Baghdad (AsiaNews/Agencies) –The head of al-Qaeda in Iraq, Abu Ayyab al-Masri, has been arrested. This according to the Iraqi Defense Minister. The news has yet to be confirmed however by the US security forces. Spokesman for the State Minister, general Abdel Karim Khalaf, referred that they “arrested one of al-Qaeda's leaders at midnight and during the primary investigations he admitted that he was Abu Hamza al-Muhajir” (also known as al-Masri). The capture took place during an Iraqi troop operation on a village north of Mosul, the provincial capital and the last bastion of Sunni fundamentalism.
The US army in Iraq is cautious and sceptical, their spokesman declaring; “we are still attempting to verify the report”. An American official in Baghdad has also said outright that he doubts the truth of events.

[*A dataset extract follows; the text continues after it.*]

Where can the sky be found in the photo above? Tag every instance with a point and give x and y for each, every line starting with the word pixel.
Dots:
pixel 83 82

The Egyptian-born militant Al-Masri took over the leadership of the group from Abu Musab al-Zarqawi shortly after he was killed in a US air strike in June 2006. Officially in April 2007, he was named "minister of war" in the 10-man cabinet of the Islamic State of Iraq, an umbrella organisation of Sunni militant groups led by Abu Omar al Baghdadi. But according to Washington the latter is a fictitious identity, and the true head of the organisation is in fact Masri.